Я аж подскакиваю на диване – не заметила, как вошёл Асхадов. У него лёгкая, пружинистая, будто летящая походка. Это я заметила ещё вчера. Немудрено, что увлёкшись, не услышала, как он вошёл.
И вот теперь – возвышается надо мной, лежащей задрав ноги на диване перед ноутбуком, и смотрит на экран с таким лицом, словно увидел раздавленного таракана.
– В-варианты с-свадебного оформления, – сажусь, прячу глаза. – Мятная свадьба.

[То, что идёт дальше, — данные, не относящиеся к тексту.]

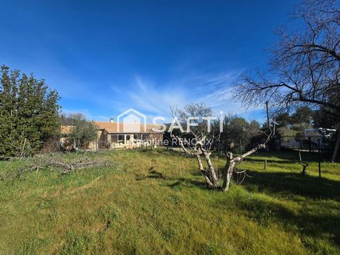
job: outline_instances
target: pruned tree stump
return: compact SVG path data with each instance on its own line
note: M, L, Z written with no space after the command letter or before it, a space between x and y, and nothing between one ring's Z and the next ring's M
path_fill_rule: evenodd
M301 164L301 166L302 166L302 171L301 172L301 174L302 175L306 175L307 174L306 169L307 169L307 166L309 166L309 164Z

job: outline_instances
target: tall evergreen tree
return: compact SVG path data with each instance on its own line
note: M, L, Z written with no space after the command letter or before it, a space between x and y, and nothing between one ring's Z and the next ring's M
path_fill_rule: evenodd
M1 69L0 155L30 154L59 131L59 96L45 80Z

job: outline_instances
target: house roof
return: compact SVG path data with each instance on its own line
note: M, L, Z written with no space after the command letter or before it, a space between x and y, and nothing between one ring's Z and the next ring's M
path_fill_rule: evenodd
M100 130L105 130L108 133L149 133L153 132L152 128L159 129L158 125L147 124L146 130L144 130L144 125L140 124L140 132L132 131L132 130L138 130L138 124L130 124L123 123L110 123L104 121L93 121L93 123L98 126ZM119 130L118 130L119 125ZM125 129L125 130L124 130Z

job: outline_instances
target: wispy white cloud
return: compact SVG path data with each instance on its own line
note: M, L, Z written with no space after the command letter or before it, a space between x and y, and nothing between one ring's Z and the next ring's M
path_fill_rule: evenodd
M204 102L217 113L223 110L242 113L246 109L232 100L232 86L239 74L226 72L190 75L162 84L137 76L133 89L128 93L122 92L127 108L136 108L149 115L169 115L170 106L181 107L195 102ZM117 89L114 89L117 92Z

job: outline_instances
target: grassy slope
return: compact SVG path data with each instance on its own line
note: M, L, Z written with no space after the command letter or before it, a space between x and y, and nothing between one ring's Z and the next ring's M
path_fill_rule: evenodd
M0 253L340 253L340 164L319 180L317 162L301 176L296 154L259 153L242 166L253 178L223 193L174 152L96 157L115 165L0 182Z

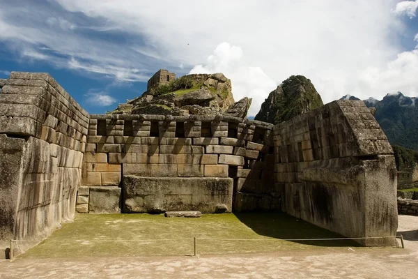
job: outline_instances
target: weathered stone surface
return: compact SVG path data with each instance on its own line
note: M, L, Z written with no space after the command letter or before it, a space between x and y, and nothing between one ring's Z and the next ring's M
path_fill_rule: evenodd
M90 187L80 186L77 193L79 196L88 196L90 194Z
M204 105L215 99L208 89L203 87L195 91L183 94L174 99L174 104L178 107L184 105Z
M233 166L244 165L244 157L235 155L219 155L218 163Z
M75 210L79 213L88 213L88 204L77 204L75 206Z
M166 211L164 214L165 217L186 217L186 218L200 218L202 213L197 211Z
M205 165L206 177L228 177L227 165Z
M3 88L4 85L6 85L6 82L7 80L0 79L0 89Z
M88 197L86 196L77 196L77 204L83 204L88 203Z
M215 213L219 204L231 212L232 179L123 176L125 213L199 211Z
M248 113L248 110L249 110L251 102L251 98L244 97L239 101L231 105L224 114L244 120L247 118L247 114Z
M208 145L206 153L208 154L232 154L233 147L227 145Z
M121 190L118 187L91 187L88 197L90 213L121 213Z
M284 186L281 209L344 236L394 236L396 171L390 145L369 135L366 138L370 140L358 140L365 134L352 128L350 119L357 116L348 107L366 107L362 101L335 101L274 126L274 148L280 157L274 181ZM366 108L362 114L356 121L376 121ZM329 125L332 129L327 128ZM374 130L367 134L378 137ZM389 238L359 242L394 243Z
M0 134L0 241L12 239L15 236L24 146L24 140Z

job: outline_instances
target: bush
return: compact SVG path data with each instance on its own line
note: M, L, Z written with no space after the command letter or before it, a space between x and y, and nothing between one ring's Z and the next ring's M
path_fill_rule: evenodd
M181 89L189 89L193 87L194 85L193 80L187 75L179 77L170 84L171 84L171 90L173 91Z
M417 151L396 145L392 146L392 148L398 170L414 167L415 163L418 162Z
M194 85L193 80L185 75L177 80L174 80L167 84L162 84L151 88L149 90L149 93L153 96L163 95L177 90L189 89L192 88Z

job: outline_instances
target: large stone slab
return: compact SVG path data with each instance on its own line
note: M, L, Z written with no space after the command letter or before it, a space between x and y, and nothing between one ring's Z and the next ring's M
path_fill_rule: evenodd
M123 212L231 212L233 179L123 176Z
M91 187L88 211L91 213L118 213L121 200L118 187Z

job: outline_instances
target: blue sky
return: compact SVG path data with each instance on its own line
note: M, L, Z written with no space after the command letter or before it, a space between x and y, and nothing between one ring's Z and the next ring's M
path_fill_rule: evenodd
M0 78L49 73L91 113L160 68L224 73L235 100L253 98L249 115L291 75L325 103L418 96L417 1L146 2L0 0Z

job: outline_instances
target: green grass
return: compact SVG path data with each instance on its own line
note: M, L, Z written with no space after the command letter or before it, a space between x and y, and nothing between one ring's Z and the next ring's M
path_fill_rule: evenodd
M201 218L168 218L163 215L148 214L78 214L74 223L63 225L46 241L20 257L190 255L193 254L194 237L198 239L198 254L201 255L358 246L346 240L283 240L341 237L283 213L204 214ZM112 240L118 241L110 241Z
M399 192L418 192L418 188L411 188L410 189L398 189Z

– Это – мещанство и безвкусица, Алла. Я никогда не допущу подобного у себя на свадьбе, – презрительно резюмирует Асхадов.
Ну да – реальные фотографии, которые прислала мне свадебный оформитель, в разы отличались о тех, которые мы просматривали в интернете. Но… это же не конечный вариант. Может, у неё ещё есть… Кажется, я всё это лепечу, оправдываясь.
Он лишь закатывает глаза.
– Хочешь всё испортить – поручи Алле, – бросает почти зло. Чувствуется, что он раздражён и недоволен мною. – Всё приходится делать самому. – Достаёт телефон, набирает номер. – Филипп, здравствуй. Помнишь, ты обещал мне услугу за услугу? Так вот, пришли завтра бригаду своих ребят. Я женюсь. Моей невесте нужна помощь в оформлении свадьбы.
Строго, без эмоций, по-деловому.
Бросает на меня ехидный взгляд и хмыкает.
– Бегом в свою комнату, переодеваться. Мы едем ужинать.
– Но… я… у меня… одежда…
– Алла! – с явным недовольством, прикрывая трубку ладонью. – Если я сказал бегом – значит, бегом! Если сказал переодеваться – значит, одежда уже есть! Неужели так сложно выстраивать простые логические цепочки? – недовольно кривит красиво очерченные губы.
Сложно! Потому что я ещё не привыкла! Не знаю, как себя вести. Почему он не учитывает это?
Но, проглотив обиду и спрятав слёзы, спрашиваю другое:
– А куда именно мы поедем?
– На встречу с Ржавым.
– З-зачем?
– Должен же я представить невесту своему шаферу?